On the other hand, it follows from the annual reports for MOGAS for 2006-2008 that the company guarantees the obligations of the subsidiary through the performance guarantees, which varies over time and can involve large amounts. These guarantees were not mentioned in the transfer pricing documentation. The High Court did find that these guarantees for the subsidiaries in Algeria and Qatar were controlled transactions and, therefore, should have been determined at arm’s length. Furthermore, the Court found that the time writing provided for the subsidiaries in Algeria and Qatar at cost-price were not at arm’s length but should have been.
The transfer pricing documentation – significantly inadequate?
In assessing whether the transfer pricing documentation was so significantly inadequate that it did not provide the tax authorities with a sufficient basis for assessing whether the arm’s length principle was met—and therefore must be equated with a lack of documentation altogether—the High Court refers to the well-established principles in the Microsoft case from 2019 and the Adecco case from 2020.
In this regard, the High Court emphasizes that the fact that the tax authorities disagree with—or raise justified doubts about—the comparison analysis in relation to MOGAS’ delivery of time writing assistance does not, in itself, entail that the documentation is significantly inadequate. Furthermore, the Court did not find that the Ministry of Taxation had substantiated the significance of a potentially lacking or inadequate function analysis in the documentation for the determination of whether or not the arm’s length principle was met.
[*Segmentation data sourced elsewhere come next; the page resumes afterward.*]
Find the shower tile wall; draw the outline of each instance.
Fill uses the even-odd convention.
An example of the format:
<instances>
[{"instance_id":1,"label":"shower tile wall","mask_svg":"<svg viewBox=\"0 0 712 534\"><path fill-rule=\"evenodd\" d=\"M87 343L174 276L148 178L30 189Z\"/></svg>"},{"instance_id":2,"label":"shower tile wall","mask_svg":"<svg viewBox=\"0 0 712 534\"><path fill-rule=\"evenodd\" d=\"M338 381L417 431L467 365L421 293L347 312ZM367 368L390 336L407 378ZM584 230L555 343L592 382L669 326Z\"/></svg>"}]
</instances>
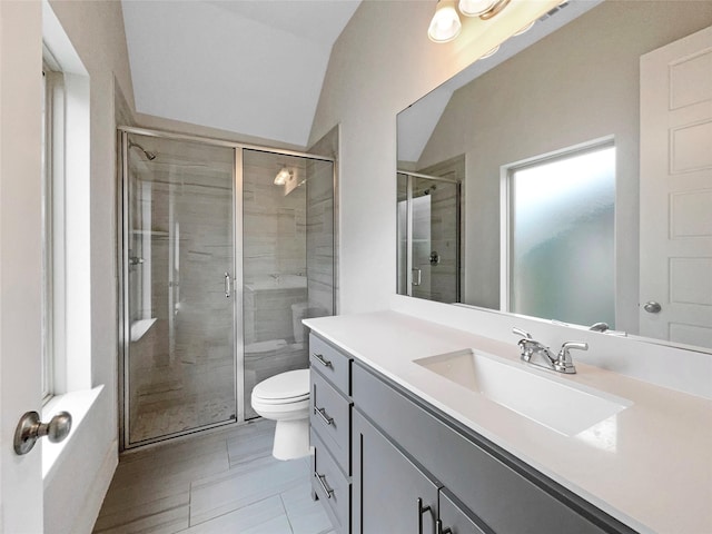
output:
<instances>
[{"instance_id":1,"label":"shower tile wall","mask_svg":"<svg viewBox=\"0 0 712 534\"><path fill-rule=\"evenodd\" d=\"M287 195L274 184L283 165L306 179L300 158L246 150L243 178L245 417L257 414L253 387L278 373L308 366L295 338L293 305L307 303L306 187Z\"/></svg>"},{"instance_id":2,"label":"shower tile wall","mask_svg":"<svg viewBox=\"0 0 712 534\"><path fill-rule=\"evenodd\" d=\"M229 152L226 168L174 158L170 170L159 152L134 175L142 263L131 269L150 276L142 285L150 298L136 295L141 308L132 318L150 327L132 336L129 444L236 417L233 313L224 294L234 261Z\"/></svg>"},{"instance_id":3,"label":"shower tile wall","mask_svg":"<svg viewBox=\"0 0 712 534\"><path fill-rule=\"evenodd\" d=\"M434 189L434 190L433 190ZM431 269L431 299L457 301L457 189L447 182L431 188L431 248L439 263Z\"/></svg>"},{"instance_id":4,"label":"shower tile wall","mask_svg":"<svg viewBox=\"0 0 712 534\"><path fill-rule=\"evenodd\" d=\"M307 279L309 317L334 314L334 171L308 161Z\"/></svg>"}]
</instances>

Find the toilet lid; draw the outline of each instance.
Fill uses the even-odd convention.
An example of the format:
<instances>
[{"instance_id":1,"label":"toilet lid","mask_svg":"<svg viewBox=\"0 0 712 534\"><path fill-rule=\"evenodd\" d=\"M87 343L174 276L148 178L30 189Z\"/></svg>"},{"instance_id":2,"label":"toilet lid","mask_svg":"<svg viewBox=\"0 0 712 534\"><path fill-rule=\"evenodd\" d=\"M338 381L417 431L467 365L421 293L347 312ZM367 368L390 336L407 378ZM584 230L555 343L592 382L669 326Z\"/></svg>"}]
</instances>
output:
<instances>
[{"instance_id":1,"label":"toilet lid","mask_svg":"<svg viewBox=\"0 0 712 534\"><path fill-rule=\"evenodd\" d=\"M265 400L297 399L309 395L309 369L288 370L260 382L253 396Z\"/></svg>"}]
</instances>

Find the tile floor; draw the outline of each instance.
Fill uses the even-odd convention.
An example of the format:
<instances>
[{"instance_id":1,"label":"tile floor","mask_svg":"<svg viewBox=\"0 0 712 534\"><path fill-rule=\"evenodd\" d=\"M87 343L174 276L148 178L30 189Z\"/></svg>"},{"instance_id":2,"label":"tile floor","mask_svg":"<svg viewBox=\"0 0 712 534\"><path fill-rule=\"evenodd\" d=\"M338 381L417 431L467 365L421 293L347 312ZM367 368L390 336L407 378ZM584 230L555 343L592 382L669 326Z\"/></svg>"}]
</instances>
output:
<instances>
[{"instance_id":1,"label":"tile floor","mask_svg":"<svg viewBox=\"0 0 712 534\"><path fill-rule=\"evenodd\" d=\"M271 456L274 422L123 455L95 533L333 534L309 458Z\"/></svg>"}]
</instances>

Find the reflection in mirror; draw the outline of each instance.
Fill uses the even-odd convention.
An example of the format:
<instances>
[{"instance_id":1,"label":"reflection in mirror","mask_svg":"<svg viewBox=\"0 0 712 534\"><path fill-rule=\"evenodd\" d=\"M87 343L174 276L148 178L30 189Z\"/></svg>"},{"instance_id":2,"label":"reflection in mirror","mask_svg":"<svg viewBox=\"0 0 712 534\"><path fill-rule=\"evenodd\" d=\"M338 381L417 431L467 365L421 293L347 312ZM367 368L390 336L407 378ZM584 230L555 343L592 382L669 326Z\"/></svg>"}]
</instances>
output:
<instances>
[{"instance_id":1,"label":"reflection in mirror","mask_svg":"<svg viewBox=\"0 0 712 534\"><path fill-rule=\"evenodd\" d=\"M505 187L506 309L614 328L615 147L606 141L512 166Z\"/></svg>"},{"instance_id":2,"label":"reflection in mirror","mask_svg":"<svg viewBox=\"0 0 712 534\"><path fill-rule=\"evenodd\" d=\"M459 303L461 184L398 172L398 293Z\"/></svg>"},{"instance_id":3,"label":"reflection in mirror","mask_svg":"<svg viewBox=\"0 0 712 534\"><path fill-rule=\"evenodd\" d=\"M705 149L710 129L683 128L690 123L712 123L709 106L712 87L700 81L680 81L674 87L674 95L664 101L680 102L672 108L682 109L686 118L674 119L678 122L673 119L668 122L669 119L662 116L652 120L652 112L641 112L641 106L650 100L646 95L665 95L673 90L672 85L668 87L668 69L680 80L689 76L699 76L698 80L710 79L712 38L708 36L712 30L705 30L710 26L712 2L708 1L571 0L537 21L527 33L504 42L493 57L476 61L451 82L398 115L399 169L439 176L431 169L454 158L464 162L462 303L586 327L607 323L616 330L705 352L712 349L712 277L709 268L703 268L712 265L712 231L705 222L712 211L709 205L712 150ZM692 34L698 36L695 42L702 36L700 51L679 52L680 43L689 44L691 38L688 36ZM662 47L666 48L653 52ZM678 56L671 56L654 76L645 77L643 63L653 63L650 58L668 53L670 49ZM688 61L685 58L701 59ZM672 66L676 67L673 69ZM666 106L663 111L668 112ZM668 123L674 123L674 129L668 131ZM663 125L662 129L655 130L659 125ZM675 141L678 152L668 154L669 138ZM594 293L613 290L613 301L595 313L589 309L591 314L583 314L590 300L563 291L561 278L550 266L538 269L544 269L550 281L553 279L555 284L547 285L545 279L532 273L525 275L528 277L525 281L520 279L518 286L545 296L544 308L528 308L523 300L530 298L521 294L516 281L511 283L507 268L511 263L507 253L516 251L511 249L504 224L508 220L506 214L511 205L502 195L507 190L502 187L503 176L506 176L506 169L523 161L600 139L611 140L615 146L614 188L610 192L614 196L610 207L613 216L609 211L606 221L601 222L612 225L607 231L613 233L613 248L601 251L595 260L578 259L572 268L592 267L593 274L600 277L586 284ZM663 144L651 145L659 142L657 139ZM688 145L683 146L683 141ZM678 157L680 162L663 157ZM683 157L686 158L684 162ZM702 186L694 186L694 190L688 189L674 198L659 189L656 198L664 201L655 206L662 207L647 208L641 202L652 196L647 192L651 177L659 169L672 169L670 172L680 184ZM542 185L536 189L541 192ZM704 191L708 191L706 196ZM591 208L591 198L584 196L582 206L576 209L585 212ZM678 209L675 217L666 211L673 208ZM680 229L668 228L673 219ZM685 251L684 260L676 260L674 247L661 245L660 238L655 240L642 235L642 230L647 233L659 226L657 221L663 222L665 239L669 235L680 236L679 240L693 247ZM567 224L558 219L554 227L558 226L562 231ZM531 222L528 226L538 231L540 225ZM597 246L603 241L611 243L609 237L603 239L600 235L591 243ZM403 246L399 244L399 248ZM593 254L595 248L587 251ZM542 256L548 256L556 265L557 259L568 260L574 255L556 250ZM525 261L530 263L531 259ZM649 288L646 270L651 269L662 273L669 285ZM581 285L574 284L575 287ZM399 293L408 294L407 289L407 284L399 285ZM550 299L554 290L562 293L568 304ZM655 314L655 306L643 306L649 301L659 303L662 312ZM520 308L521 305L525 307ZM686 306L685 315L673 317L671 314L683 305Z\"/></svg>"}]
</instances>

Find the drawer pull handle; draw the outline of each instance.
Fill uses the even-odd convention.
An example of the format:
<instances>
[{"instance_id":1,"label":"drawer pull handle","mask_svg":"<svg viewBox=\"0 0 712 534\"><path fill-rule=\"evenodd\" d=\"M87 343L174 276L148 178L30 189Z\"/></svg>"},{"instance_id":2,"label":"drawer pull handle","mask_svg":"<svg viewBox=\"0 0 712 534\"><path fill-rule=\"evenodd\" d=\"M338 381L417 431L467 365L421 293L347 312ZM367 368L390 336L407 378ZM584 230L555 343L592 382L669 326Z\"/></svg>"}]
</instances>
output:
<instances>
[{"instance_id":1,"label":"drawer pull handle","mask_svg":"<svg viewBox=\"0 0 712 534\"><path fill-rule=\"evenodd\" d=\"M314 356L316 359L319 360L319 363L324 366L324 367L333 367L332 362L329 362L328 359L326 359L323 355L317 354L317 353L313 353L312 356Z\"/></svg>"},{"instance_id":2,"label":"drawer pull handle","mask_svg":"<svg viewBox=\"0 0 712 534\"><path fill-rule=\"evenodd\" d=\"M314 413L316 415L318 415L319 417L322 417L324 423L326 423L327 425L330 425L330 424L334 423L334 417L329 417L328 415L326 415L326 408L317 408L316 405L315 405L314 406Z\"/></svg>"},{"instance_id":3,"label":"drawer pull handle","mask_svg":"<svg viewBox=\"0 0 712 534\"><path fill-rule=\"evenodd\" d=\"M435 534L453 534L453 530L449 526L443 528L443 522L437 520L435 522Z\"/></svg>"},{"instance_id":4,"label":"drawer pull handle","mask_svg":"<svg viewBox=\"0 0 712 534\"><path fill-rule=\"evenodd\" d=\"M418 534L423 534L423 514L429 512L431 506L423 506L423 500L418 497Z\"/></svg>"},{"instance_id":5,"label":"drawer pull handle","mask_svg":"<svg viewBox=\"0 0 712 534\"><path fill-rule=\"evenodd\" d=\"M324 490L324 493L326 493L326 498L332 498L334 490L326 485L326 475L319 475L319 473L315 471L314 476L316 476L316 479L319 481L322 490Z\"/></svg>"}]
</instances>

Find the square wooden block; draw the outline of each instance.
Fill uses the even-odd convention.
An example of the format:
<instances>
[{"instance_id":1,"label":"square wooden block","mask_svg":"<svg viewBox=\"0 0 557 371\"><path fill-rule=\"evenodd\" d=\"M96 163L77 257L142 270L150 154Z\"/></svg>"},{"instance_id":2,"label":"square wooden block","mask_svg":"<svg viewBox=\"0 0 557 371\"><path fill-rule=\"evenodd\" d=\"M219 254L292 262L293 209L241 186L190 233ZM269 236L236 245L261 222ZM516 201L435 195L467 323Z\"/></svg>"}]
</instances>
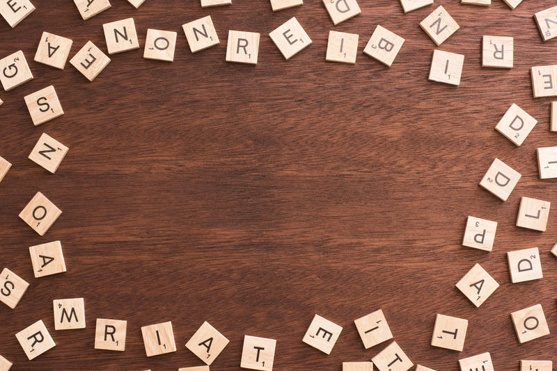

Assessment of the arm’s length terms – performance guarantees and time-writing
The High Court finds that the performance guarantees, which are controlled transactions, are not at arm’s length, and further finds that the Ministry of Taxation has substantiated that MOGAS’ supply of time-writing to its subsidiaries at cost-price is, in fact, outside the scope of what could have been achieved had the agreement been made between independent parties.
The Court’s conclusion
Overall, the High Court finds that although there is a basis for conducting a discretionary assessment of MOGAS’ taxable income for the years 2006-2008, the Ministry of Taxation’s assessment is based on a faulty basis and is obviously unreasonable. Consequently, the High Court referred the case back to the tax authorities for a renewed assessment. The same goes for the assessment of APMM’s consolidated income for the years 2006-2008.
Key takeaways from the High Court ruling
By rejecting the discretionary increase of the taxable income, the High Court adds to a line of cases following the same trend since the Microsoft Supreme Court ruling in 2019.
Essentially, the tax authorities have taken the view that MOGAS’ business model entails that the company will never be able to yield a profit from its activity because of the setup. This notion—that a group entity that is persistently loss-making is an indication of the presence of further controlled transactions—has been tried several times over to the tax administration’s detriment.
The High Court states here, once again, that the fact that MOGAS’ results for the period 1986-2010 have essentially been negative does not, in itself, provide an excuse for the tax administration to conduct a discretionary assessment.
When asked about the Eastern High Court ruling, Vice President and Head of Group Tax at A.P. Møller – Mærsk, Mette Mellemgaard Jakobsen, said:
“ We are pleased that the Eastern High Court has decided to follow the practice established by the Supreme Court, and ruled that our Transfer Pricing documentation was sufficient for SKAT to conclude on the arm’s length principle for the controlled transactions in the years in question.”